June 12 2020


The entire world is tired. Families have been double-jobing with their kids at home. White-collar workers have their eyes peeling from their 10-hour of Zoom per day. Blue-collar workforce is groping in the dark for if-or-when their help would be needed again. In the meantime, anger, stress, or delusion about the pandemic situation are palpable. We are all tired.

There are of course 50 shades of grey in this tiredness, you could be tired-poor, tired-wealthy, tired-sad or tired-happy, but everybody needs a break. One thing we know is that statistically the virus has killed predominantly people over 65 years old – 71% as per 14Apr20 data from NYC Health – and those with pre-existing conditions, with some understanding overlap between the two.

Well, instead of locking down the entire economy, wouldn’t it be preferable only to better protect those at higher risk of death? In the 2010 US census, the 62-years-and-over represented 16% of the total population. Wouldn’t it be more effective to focus on these as opposed to shutting down the entire country?

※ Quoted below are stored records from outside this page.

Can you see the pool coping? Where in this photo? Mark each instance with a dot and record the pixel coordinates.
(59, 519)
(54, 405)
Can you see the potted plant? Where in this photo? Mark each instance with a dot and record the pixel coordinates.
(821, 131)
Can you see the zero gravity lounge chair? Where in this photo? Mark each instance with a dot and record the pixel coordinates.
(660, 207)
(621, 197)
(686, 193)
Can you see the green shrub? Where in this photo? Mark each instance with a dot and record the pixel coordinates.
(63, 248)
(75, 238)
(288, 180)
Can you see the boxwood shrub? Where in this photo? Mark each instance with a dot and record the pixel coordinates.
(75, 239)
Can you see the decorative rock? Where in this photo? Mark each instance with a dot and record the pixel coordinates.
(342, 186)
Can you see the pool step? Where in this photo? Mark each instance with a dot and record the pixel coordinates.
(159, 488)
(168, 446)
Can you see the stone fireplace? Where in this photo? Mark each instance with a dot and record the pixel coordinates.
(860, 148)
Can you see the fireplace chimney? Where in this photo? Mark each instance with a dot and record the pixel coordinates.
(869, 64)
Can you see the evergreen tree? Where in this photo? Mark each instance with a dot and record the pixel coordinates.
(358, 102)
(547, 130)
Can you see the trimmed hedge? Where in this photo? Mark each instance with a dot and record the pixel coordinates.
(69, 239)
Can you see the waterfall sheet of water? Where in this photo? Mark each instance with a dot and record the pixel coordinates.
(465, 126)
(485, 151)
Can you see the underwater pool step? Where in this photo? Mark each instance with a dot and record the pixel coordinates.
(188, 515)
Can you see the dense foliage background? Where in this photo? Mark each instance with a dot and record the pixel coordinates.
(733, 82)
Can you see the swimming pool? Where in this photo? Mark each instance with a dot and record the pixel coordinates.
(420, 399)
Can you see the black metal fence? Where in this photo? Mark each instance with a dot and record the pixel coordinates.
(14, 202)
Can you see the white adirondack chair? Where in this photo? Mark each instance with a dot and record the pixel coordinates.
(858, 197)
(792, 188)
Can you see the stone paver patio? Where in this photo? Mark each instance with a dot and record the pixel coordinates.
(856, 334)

In the re-opening measures, it is surprising that very little age-based approach has been laid out. If any, they go the opposite way of what we know about the virus. In Chinese Beijing for instance, higher grade students were allowed to go back to school in May, while grades between 1 and 3 are only returning in the course of June. It takes for granted that younger children are the weaker, while indeed they are not in the view of covid19.

Fears of an uptick in contaminations are justified. As long as no vaccine is available, covid19 kills 3x more than the common flu, with rates up to 6x in the US at 5.6%. However, the political risk of being seen as an elderly basher is misplaced. Elderly are a dear part of our economy, social fabric, and families, and it is for their own good that we would protect them. It is a matter of survival and mental sanity for the other 80%+ of the population to get back to their business now.